General Counsel to Trump Campaign Cautions TN GOP Against Removing Duly Elected Delegates to Convention

Donald Trump

Since the March 5 primary results were announced, the GOP rumor mill has been filled with claims that several members of the Tennessee Republican State Executive Committee (SEC) intend to challenge the “Republican bona fides” of some of the elected Trump delegates at an April 6 meeting of the SEC. Such a challenge would be unprecedented and fraught with legal and political complications.

General Counsel David Warrington with Dhillon Law Group, which represents former President Donald Trump’s 2024 campaign, addressed such complications in a letter sent to Tennessee Republican Party Chairman Scott Golden on Friday.

Letter to TN GOP from Trump Campaign

“We have been made aware of an organized effort to remove several Trump delegates and alternates from their duly elected positions,” the letter, obtained by The Tennessee Star, said. “The individuals who were elected to represent President Trump on March 5, 2024, as delegates and alternates to the Republican National Convention are the only delegates and alternates that the Trump Campaign will recognize.”

“Any dispute about a delegate or alternate position will be adjudicated by the Committee on Credentials of the Republican National Committee,” the letter continued. “If any delegate or alternate is removed by the Tennessee Republican Party, that delegate or alternate will receive the full support of President Trump’s campaign to be credentialed at the Republican National Convention.
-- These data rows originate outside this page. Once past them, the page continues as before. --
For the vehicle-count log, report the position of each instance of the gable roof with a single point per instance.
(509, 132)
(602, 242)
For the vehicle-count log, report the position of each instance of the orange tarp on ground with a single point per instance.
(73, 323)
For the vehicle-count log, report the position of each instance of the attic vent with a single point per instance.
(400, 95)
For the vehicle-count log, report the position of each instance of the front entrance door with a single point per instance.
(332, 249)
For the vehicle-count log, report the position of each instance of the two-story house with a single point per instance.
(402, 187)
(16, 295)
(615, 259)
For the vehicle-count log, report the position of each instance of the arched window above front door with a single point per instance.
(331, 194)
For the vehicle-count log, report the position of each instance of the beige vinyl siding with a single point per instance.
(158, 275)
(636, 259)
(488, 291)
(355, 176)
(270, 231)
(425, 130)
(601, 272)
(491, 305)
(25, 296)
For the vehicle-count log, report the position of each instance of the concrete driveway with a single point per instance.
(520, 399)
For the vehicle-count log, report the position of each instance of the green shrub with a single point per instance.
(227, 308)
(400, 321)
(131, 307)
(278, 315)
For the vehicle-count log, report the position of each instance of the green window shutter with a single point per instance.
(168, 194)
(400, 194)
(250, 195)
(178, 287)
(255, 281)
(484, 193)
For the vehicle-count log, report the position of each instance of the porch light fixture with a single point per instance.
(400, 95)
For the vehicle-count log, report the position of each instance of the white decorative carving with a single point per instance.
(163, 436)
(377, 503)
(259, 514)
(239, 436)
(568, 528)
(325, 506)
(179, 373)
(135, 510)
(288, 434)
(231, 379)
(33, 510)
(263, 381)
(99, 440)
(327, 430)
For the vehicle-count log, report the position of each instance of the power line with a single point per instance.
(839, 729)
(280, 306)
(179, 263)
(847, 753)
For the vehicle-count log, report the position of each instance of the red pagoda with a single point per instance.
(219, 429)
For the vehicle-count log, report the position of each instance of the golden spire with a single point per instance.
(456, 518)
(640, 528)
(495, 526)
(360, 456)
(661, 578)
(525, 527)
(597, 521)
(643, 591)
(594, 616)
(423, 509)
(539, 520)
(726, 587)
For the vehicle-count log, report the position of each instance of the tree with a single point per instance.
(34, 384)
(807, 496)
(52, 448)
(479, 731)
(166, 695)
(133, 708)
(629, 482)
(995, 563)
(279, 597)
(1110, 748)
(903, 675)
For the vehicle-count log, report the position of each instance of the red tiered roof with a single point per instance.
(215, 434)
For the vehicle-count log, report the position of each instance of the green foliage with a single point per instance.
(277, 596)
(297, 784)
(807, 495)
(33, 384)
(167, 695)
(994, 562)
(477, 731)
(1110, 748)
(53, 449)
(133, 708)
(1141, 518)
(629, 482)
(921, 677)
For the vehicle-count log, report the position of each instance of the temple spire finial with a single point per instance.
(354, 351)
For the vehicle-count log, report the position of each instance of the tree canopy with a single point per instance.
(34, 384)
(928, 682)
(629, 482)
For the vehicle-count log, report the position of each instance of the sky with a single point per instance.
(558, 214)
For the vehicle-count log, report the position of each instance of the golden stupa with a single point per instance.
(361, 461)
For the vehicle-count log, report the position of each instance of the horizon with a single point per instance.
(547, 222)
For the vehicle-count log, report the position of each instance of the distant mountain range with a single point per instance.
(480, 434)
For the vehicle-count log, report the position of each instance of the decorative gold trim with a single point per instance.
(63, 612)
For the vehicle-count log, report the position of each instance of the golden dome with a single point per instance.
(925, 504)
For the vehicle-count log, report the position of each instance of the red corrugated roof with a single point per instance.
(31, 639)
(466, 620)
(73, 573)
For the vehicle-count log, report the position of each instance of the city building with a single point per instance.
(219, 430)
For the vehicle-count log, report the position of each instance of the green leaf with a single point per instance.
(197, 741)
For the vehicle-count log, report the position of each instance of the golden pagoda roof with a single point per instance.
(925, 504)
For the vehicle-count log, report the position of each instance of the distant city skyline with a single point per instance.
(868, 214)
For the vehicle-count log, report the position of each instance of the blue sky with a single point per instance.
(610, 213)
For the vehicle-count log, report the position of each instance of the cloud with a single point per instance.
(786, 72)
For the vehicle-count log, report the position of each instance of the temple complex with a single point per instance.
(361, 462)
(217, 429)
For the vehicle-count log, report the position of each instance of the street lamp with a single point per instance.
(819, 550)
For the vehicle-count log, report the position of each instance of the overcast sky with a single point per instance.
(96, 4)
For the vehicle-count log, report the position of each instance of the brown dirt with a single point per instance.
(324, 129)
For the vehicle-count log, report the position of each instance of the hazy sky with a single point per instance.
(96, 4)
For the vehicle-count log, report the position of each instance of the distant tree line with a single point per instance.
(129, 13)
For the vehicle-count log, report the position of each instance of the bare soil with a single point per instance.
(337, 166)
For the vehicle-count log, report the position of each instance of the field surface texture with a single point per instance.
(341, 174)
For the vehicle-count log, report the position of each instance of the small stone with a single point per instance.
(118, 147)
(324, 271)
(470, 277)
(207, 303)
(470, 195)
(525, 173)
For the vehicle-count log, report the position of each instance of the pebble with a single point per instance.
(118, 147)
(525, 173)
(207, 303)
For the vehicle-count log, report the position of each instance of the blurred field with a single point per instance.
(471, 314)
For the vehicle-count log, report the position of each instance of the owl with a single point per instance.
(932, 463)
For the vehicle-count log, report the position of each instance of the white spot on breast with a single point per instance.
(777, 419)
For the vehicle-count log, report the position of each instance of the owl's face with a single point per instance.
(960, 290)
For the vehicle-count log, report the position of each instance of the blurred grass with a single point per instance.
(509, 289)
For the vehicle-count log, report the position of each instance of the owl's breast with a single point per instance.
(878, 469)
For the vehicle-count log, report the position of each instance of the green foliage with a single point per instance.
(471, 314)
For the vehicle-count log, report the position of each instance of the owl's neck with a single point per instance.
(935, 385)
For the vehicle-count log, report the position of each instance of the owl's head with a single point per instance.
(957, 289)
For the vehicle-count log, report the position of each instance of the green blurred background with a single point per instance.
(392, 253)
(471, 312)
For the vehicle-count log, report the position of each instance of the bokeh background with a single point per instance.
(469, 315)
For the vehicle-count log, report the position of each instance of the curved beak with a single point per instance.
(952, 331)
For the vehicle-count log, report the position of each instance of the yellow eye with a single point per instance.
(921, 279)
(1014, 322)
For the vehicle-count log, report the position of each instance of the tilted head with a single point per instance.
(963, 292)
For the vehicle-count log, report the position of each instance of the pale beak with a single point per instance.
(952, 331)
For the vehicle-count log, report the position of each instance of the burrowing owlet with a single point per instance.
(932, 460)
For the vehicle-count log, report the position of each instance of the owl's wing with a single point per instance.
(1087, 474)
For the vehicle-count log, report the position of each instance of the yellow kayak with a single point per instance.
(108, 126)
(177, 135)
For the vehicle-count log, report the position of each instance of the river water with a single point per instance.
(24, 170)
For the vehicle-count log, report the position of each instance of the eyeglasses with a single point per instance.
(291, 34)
In addition, any delegate or alternate who does not respect the wishes of the campaign and chooses to attack their fellow Trump supporters will not receive the campaign’s support at the credentials committee.”

“All Republicans must cease any infighting and focus their attention on Joe Biden and the radical Democrats,” the letter added.

“Bona fide Republicans,” according to the Bylaws and Rules of the Tennessee Republican Party, are individuals who have voted in at least three of the four most recent statewide Republican primary elections.

Among the possible points of contention surrounding a potential challenge to a duly elected delegate are the following:

1. Uncertainty over whether the standard for “Bona Fide Republican” that applies to candidates for public office—having voted in three of the last four statewide Republican primaries—also applies to candidates for delegate to the Republican National Convention.
2. Whether a challenge to the Republican bona fides of a candidate for delegate can be made after the candidate has been certified as eligible to placed on the ballot by the Secretary of State, and after the candidate has been duly elected in a statewide primary.
3. Whether a Tennessee Republican Party decision to remove a duly elected delegate conflicts with the Secretary of State’s statutory requirement to certify the election of a delegate who has received the number of votes in the March 5 primary needed to be declared a delegate.